DOJ Must Face Suit Seeking Matt Gaetz Investigation Documents

March 24, 2025, 2:36 PM UTC

Government watchdog group Citizens for Responsibility & Ethics in Washington can continue to allege that the US Department of Justice is improperly withholding documents related to the investigation of former Rep. Matt Gaetz.

CREW sufficiently alleged that the DOJ is violating the Freedom of Information Act by implementing a policy of refusing to confirm or deny the existence of investigation-related records, Judge Loren L. AliKhan of the US District Court for the District of Columbia said in a March 21 order partially denying the government’s motion to dismiss.

The DOJ in 2020 investigated then-Rep. Gaetz for potential violations of federal sex-trafficking laws and obstruction of justice, but informed him in 2023 that it wouldn’t press charges.

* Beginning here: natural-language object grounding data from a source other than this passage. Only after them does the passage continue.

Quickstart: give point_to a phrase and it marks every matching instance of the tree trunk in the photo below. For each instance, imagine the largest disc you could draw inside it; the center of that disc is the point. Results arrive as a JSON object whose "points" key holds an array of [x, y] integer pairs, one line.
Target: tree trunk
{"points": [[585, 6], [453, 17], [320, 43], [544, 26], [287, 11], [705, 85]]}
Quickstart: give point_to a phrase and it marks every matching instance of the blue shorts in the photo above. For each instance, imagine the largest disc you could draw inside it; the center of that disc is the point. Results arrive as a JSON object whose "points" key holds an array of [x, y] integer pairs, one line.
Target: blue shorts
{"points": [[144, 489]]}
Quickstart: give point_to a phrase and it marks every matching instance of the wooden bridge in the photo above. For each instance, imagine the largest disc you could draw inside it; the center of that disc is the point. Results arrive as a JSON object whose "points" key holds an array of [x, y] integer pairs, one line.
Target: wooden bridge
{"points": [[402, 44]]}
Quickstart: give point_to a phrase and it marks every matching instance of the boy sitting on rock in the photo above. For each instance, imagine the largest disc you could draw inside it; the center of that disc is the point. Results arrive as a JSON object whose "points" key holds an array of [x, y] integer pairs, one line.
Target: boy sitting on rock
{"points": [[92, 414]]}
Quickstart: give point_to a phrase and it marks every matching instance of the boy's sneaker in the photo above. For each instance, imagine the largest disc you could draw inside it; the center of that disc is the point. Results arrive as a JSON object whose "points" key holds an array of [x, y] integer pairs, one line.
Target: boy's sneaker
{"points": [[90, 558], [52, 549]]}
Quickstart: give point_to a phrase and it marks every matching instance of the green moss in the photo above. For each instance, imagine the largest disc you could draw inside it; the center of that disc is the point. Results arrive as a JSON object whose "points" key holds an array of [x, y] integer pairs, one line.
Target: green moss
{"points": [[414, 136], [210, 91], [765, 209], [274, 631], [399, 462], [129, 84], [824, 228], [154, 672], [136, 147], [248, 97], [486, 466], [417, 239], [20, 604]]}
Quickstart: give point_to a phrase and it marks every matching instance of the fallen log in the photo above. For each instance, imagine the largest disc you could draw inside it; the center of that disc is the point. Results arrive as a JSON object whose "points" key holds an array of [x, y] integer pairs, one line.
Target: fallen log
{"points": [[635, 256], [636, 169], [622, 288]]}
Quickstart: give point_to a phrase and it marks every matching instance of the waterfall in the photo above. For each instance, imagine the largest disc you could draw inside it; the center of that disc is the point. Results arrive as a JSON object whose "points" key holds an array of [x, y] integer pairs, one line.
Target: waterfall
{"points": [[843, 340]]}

A US House of Representatives committee report said investigators found substantial evidence that he paid several women—including a 17-year-old girl—for sex and bought and used illegal drugs while in Congress. President Trump nominated the Florida Republican to be US attorney general, but Gaetz withdrew from consideration shortly thereafter.

CREW filed this suit in May 2024 alleging that the DOJ wrongfully withheld responsive records related to its Gaetz investigation. It also said that the DOJ and its various divisions improperly adopted a blanket policy of neither confirming nor denying the existence of such records, and that the FBI improperly adopted a policy of categorically denying document requests without reviewing requests on a case-by-case basis.

The government moved to dismiss the count alleging the non-denial of the existence of records, what is known as the “Glomar” response. The DOJ’s responses to CREW’s requests were too varied to suggest a policy or practice, the government argued.

But AliKhan said CREW could advance this claim because it adequately alleged that several DOJ components—such as the Office of Information Policy and the Criminal Division—are engaging in the same practice. The DOJ is the “overarching agency that holds its various components together, and it therefore can exercise control over its components’ FOIA policies,” AliKhan said.

DOJ’s components have denied CREW’s document requests related to several publicly disclosed investigations, including those related to former New York City mayor Rudy Giuliani and former US Secretary of the Interior Ryan Zinke, the opinion said.

Treating components separately for individual document requests makes sense when the components have different document collections, but not when a plaintiff alleges a general policy of violating FOIA that transcends multiple components, as CREW did here, the court said.

CREW has shown that several DOJ components replied to FOIA requests for records concerning publicly disclosed investigations in the same way, the court said. Therefore, CREW has alleged a policy or practice of failing to abide by FOIA, the opinion said.

AliKhan also dismissed CREW’s FBI claim because responses to those document requests weren’t “uniform,” and “appear far too varied to support a policy-or-practice claim.”

In-house attorneys represent CREW.

The case is Citizens for Responsibility & Ethics in Wash. v. US Dep’t of Justice, D.D.C., No. 24-cv-1497, 3/21/25.